2. Comment donc furent-ils manifestés aux siècles ? Un astre brilla dans le
ciel plus que tous les astres, et sa lumière était indicible, et sa nouveauté
étonnait, et tous les autres astres avec le soleil et la lune se formèrent en
chœur autour de l'astre et lui projetait sa lumière plus que tous les autres.
2. Et ils étaient troublés, se demandant d'où venait cette nouveauté si
différente d'eux-mêmes.
3. Alors était détruite toute magie, et tout lien de malice aboli,
l'ignorance était dissipée, et l'ancien royaume ruiné, quand Dieu apparut en
forme d'homme, " pour une nouveauté de vie " éternelle
(Rm 6, 4) ; ce qui avait été décidé par Dieu commençait à se réaliser. Aussi
tout était troublé, car la destruction de la mort se préparait.
XX, 1. Si Jésus-Christ m'en rend digne grâce à vos prières,
et si c'est la volonté de Dieu, je vous expliquerai dans le second
livret que je dois vous écrire l'économie dont j'ai commencé à vous
parler, concernant l'homme nouveau, Jésus-Christ. Elle consiste dans la foi
en lui et dans l'amour pour lui, dans sa souffrance et sa résurrection...
2. Surtout si le Seigneur me révèle que chacun en particulier et tous ensemble,
dans la grâce qui vient de son nom, vous vous réunissez dans une même foi, et
en Jésus-Christ " de la race de David selon la chair "

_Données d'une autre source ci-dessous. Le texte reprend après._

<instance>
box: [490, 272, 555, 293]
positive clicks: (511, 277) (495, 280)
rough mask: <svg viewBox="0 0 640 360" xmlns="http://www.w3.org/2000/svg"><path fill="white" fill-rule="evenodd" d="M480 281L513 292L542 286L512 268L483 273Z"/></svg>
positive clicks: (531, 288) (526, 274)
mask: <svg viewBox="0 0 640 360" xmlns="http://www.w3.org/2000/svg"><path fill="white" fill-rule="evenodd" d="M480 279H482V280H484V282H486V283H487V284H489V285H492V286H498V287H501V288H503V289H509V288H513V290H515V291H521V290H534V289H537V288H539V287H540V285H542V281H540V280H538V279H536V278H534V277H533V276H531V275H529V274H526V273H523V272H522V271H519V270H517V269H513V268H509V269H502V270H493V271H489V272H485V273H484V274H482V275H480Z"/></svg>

(Rm 1,3), fils de l'homme et fils de Dieu, --pour obéir à l'évêque et au
presbyterium, dans une concorde sans tiraillements, rompant un même pain qui
est remède d'immortalité, antidote pour ne pas mourir, mais pour vivre en
Jésus-Christ pour toujours.
XXI, 1. Je suis votre rançon, pour vous et pour ceux que,
pour l'honneur de Dieu, vous avez envoyés à Smyrne, d'où je vous écris,
rendant grâces au Seigneur, et aimant Polycarpe comme je vous aime vous
aussi. Souvenez-vous de moi comme Jésus-Christ se souvient de
vous.
2. Priez pour l'Église qui est en Syrie, d'où je suis conduit à Rome dans les
chaînes, car étant le dernier des fidèles de là-bas, j'ai été jugé digne de
servir à l'honneur de Dieu. Portez-vous bien en Dieu le Père, et en
Jésus-Christ, notre commune espérance.